Naar inhoud springen

Radiotoespraak Wilhelmina 23 november 1943

Uit Wikisource

Radiotoespraak Wilhelmina
23 november 1943 op Radio Oranje

Auteur Wilhelmina der Nederlanden
Genre(s) Radiotoespraak
Brontaal Nederlands
Datering 23 november 1943
Bron
Auteursrecht Publiek domein

Landgenooten,

In aansluiting op mijn vorige radio-rede zou ik vandaag een enkel punt naar voren willen brengen, waarvoor, naar mij van verschillende zijden ter oore kwam, bij u in ruimen kring belangstelling bestaat.

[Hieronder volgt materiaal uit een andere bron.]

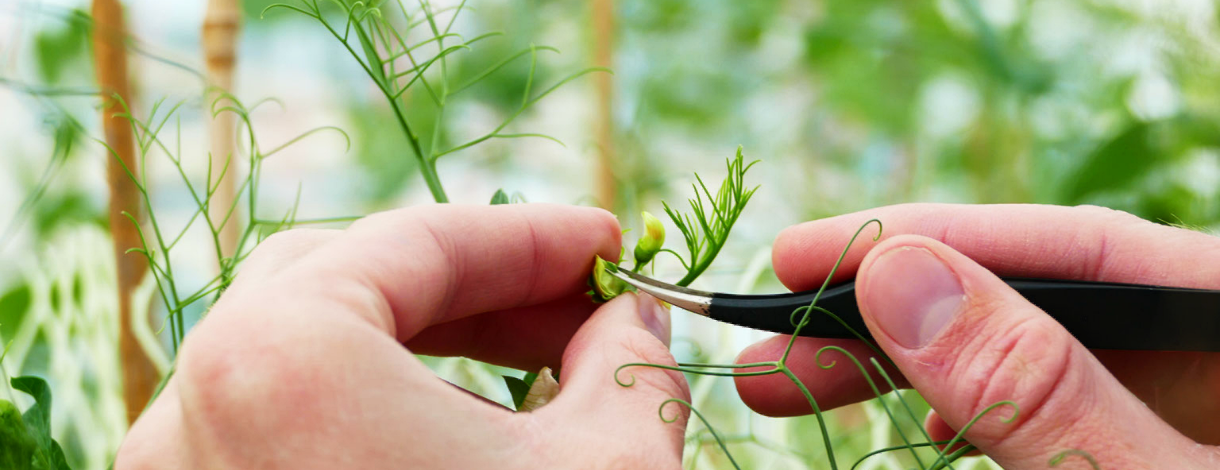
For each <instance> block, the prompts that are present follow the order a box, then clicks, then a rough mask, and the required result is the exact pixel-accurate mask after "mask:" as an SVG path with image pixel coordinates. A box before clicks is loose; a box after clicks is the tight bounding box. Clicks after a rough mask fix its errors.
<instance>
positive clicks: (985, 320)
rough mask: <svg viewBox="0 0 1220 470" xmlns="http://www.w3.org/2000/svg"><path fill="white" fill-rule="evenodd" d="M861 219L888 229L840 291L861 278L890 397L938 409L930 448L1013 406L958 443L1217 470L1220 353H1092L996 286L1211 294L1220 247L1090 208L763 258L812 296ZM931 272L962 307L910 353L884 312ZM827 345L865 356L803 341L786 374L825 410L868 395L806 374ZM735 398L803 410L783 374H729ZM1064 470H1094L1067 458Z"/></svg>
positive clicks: (797, 246)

Doch vooraf verzoek ik u er u rekenschap van te geven, dat onder de tegenwoordige omstandigheden zeer veel niet gezegd kan worden en het daarom nimmer mogelijk is een beeld ten voeten uit te geven. Ik begrijp ten volle, dat uwe belangstelling uitgaat naar den vorm waarin staatkundig de bevrijding en herrijzenis van ons land zullen gegoten worden.

Helaas moeten gij en ik ons voorloopig nog de noodige beperking ge­troosten, want onberekenbaar zouden de gevolgen zijn, indien ik meer vertelde dan verantwoord is; onze luisterende vijand zou er zich maar al te zeer verheugen, indien hij iets vernam, waarmede hij zijn voordeel zou kunnen doen.

Het zal u ongetwijfeld duidelijk zijn, dat er een korte spanne tijds zal moeten verloopen tusschen het begin der bevrijding en het tijdstip waarop het leven weer in zijn gewone banen gaat loopen en zijn gewone aanzien gaat herkrijgen. Ter overbrugging van die spanne tijds van enkele weken, enkele dagen misschien, is nu ontworpen het militair gezag, dat gehoorzaamt aan de regeering en een plaatselijk burgergezag.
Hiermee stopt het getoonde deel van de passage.